At this rate, catching up with Ah Ku was almost certainly hopeless. The Young Sect Leader felt a deep pang of disappointment — but more pressing than that was the troubling realization that, in this unfamiliar terrain, he could not even find his way back to Xifeng City.
He wandered a few steps further, and suddenly a shadow flickered at his side. Two Yin Ghosts dropped to their knees before him. “Young Sect Leader, please stop!”
Yun Changliu glanced over in surprise. Under normal circumstances, when their master faced no threat to his life, it was a grave transgression for a Yin Ghost to appear without being summoned. The Young Sect Leader found it a little strange.
Then again, perhaps his father had specifically instructed these Yin Ghosts not to let him wander too far on his own.
Sure enough, one of them spoke. “This place is already far from Xifeng City. Please allow us to escort you back, Young Sect Leader.”
Yun Changliu pressed his lips together and said nothing. He was on the verge of agreeing — but then unease rose in him again, sudden and inexplicable.

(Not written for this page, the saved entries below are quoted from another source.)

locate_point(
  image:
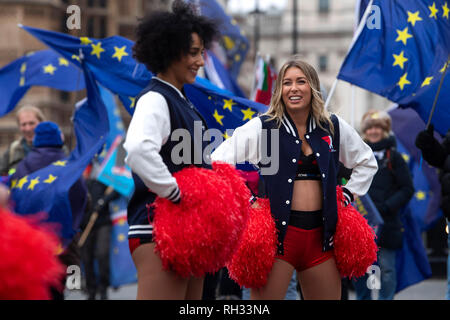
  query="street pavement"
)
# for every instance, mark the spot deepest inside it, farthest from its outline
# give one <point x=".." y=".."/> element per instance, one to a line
<point x="430" y="289"/>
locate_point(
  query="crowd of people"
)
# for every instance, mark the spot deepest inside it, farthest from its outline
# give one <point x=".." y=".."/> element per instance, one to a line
<point x="313" y="145"/>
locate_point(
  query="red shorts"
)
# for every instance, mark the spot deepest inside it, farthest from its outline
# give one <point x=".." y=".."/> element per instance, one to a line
<point x="303" y="248"/>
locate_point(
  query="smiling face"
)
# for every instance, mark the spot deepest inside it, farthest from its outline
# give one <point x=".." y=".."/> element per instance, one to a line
<point x="27" y="121"/>
<point x="296" y="92"/>
<point x="186" y="68"/>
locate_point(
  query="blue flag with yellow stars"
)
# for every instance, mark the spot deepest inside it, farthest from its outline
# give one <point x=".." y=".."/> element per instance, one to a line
<point x="109" y="59"/>
<point x="47" y="189"/>
<point x="122" y="75"/>
<point x="41" y="68"/>
<point x="425" y="204"/>
<point x="422" y="211"/>
<point x="401" y="53"/>
<point x="234" y="43"/>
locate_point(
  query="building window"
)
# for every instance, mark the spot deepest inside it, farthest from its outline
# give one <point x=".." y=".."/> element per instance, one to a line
<point x="324" y="6"/>
<point x="323" y="63"/>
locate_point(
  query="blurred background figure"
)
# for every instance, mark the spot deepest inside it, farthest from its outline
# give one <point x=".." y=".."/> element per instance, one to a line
<point x="391" y="190"/>
<point x="438" y="155"/>
<point x="97" y="224"/>
<point x="48" y="142"/>
<point x="28" y="117"/>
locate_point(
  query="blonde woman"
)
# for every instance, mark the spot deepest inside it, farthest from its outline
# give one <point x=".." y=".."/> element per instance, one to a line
<point x="307" y="143"/>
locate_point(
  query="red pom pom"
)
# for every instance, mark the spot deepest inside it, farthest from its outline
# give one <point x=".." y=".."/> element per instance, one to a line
<point x="355" y="248"/>
<point x="199" y="234"/>
<point x="255" y="255"/>
<point x="28" y="262"/>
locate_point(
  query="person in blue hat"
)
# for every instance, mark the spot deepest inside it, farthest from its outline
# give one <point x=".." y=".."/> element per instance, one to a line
<point x="48" y="147"/>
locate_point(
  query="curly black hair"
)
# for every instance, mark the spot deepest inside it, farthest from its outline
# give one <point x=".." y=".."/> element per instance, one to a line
<point x="164" y="37"/>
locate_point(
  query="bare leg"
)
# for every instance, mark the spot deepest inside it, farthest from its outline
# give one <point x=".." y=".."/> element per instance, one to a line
<point x="155" y="283"/>
<point x="277" y="282"/>
<point x="321" y="282"/>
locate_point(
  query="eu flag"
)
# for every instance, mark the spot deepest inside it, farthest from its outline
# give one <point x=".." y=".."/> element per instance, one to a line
<point x="109" y="59"/>
<point x="127" y="78"/>
<point x="46" y="190"/>
<point x="42" y="68"/>
<point x="404" y="57"/>
<point x="234" y="43"/>
<point x="406" y="124"/>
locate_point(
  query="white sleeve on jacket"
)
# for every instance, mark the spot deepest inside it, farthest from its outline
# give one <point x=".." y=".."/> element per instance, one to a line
<point x="244" y="144"/>
<point x="355" y="154"/>
<point x="149" y="130"/>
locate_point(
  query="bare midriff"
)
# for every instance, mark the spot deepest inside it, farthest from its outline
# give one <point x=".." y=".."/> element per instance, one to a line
<point x="307" y="194"/>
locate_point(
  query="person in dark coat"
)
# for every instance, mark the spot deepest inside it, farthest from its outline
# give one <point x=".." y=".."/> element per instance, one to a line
<point x="97" y="245"/>
<point x="391" y="189"/>
<point x="47" y="148"/>
<point x="438" y="155"/>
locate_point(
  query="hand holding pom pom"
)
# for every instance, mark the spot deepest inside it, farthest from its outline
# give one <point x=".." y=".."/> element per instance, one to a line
<point x="199" y="234"/>
<point x="253" y="260"/>
<point x="354" y="241"/>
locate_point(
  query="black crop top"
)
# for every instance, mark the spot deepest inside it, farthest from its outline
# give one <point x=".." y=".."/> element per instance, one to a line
<point x="307" y="168"/>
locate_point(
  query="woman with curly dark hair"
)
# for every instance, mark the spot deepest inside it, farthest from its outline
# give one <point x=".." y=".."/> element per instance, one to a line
<point x="171" y="45"/>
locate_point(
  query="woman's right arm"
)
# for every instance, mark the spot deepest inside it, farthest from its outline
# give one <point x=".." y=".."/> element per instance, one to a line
<point x="149" y="130"/>
<point x="244" y="145"/>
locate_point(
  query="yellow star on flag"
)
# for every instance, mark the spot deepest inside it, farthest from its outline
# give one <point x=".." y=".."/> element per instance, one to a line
<point x="218" y="117"/>
<point x="85" y="40"/>
<point x="399" y="59"/>
<point x="133" y="102"/>
<point x="405" y="157"/>
<point x="414" y="17"/>
<point x="60" y="163"/>
<point x="443" y="68"/>
<point x="229" y="43"/>
<point x="248" y="114"/>
<point x="23" y="67"/>
<point x="446" y="10"/>
<point x="33" y="183"/>
<point x="403" y="81"/>
<point x="433" y="11"/>
<point x="426" y="82"/>
<point x="50" y="69"/>
<point x="119" y="53"/>
<point x="420" y="195"/>
<point x="403" y="36"/>
<point x="63" y="62"/>
<point x="22" y="182"/>
<point x="51" y="178"/>
<point x="75" y="57"/>
<point x="228" y="104"/>
<point x="97" y="50"/>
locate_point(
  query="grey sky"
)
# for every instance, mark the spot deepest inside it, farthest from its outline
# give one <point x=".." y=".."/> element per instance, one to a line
<point x="249" y="5"/>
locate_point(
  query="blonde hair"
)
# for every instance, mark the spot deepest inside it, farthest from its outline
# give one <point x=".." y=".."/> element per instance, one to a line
<point x="318" y="112"/>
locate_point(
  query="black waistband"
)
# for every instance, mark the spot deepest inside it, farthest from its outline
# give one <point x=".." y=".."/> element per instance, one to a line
<point x="306" y="219"/>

Something was wrong. He simply could not name what.
The Young Sect Leader raised his eyes. Above him, bare, gnarled branches forked in every direction across the skyline.
How quiet it was.
Just moments ago he could still hear the birdsong and insects of early spring. But since entering this stretch of wild forest, the silence had become total and unnatural.
Yun Changliu ordinarily loved quiet. But this kind of silence — so complete, so wrong — made his chest ache for no reason he could name.
The Yin Ghosts bowed their heads and again entreated him to return. Not wishing to trouble his subordinates, the Young Sect Leader hesitated, then nodded, and followed the two Yin Ghosts back for a few steps.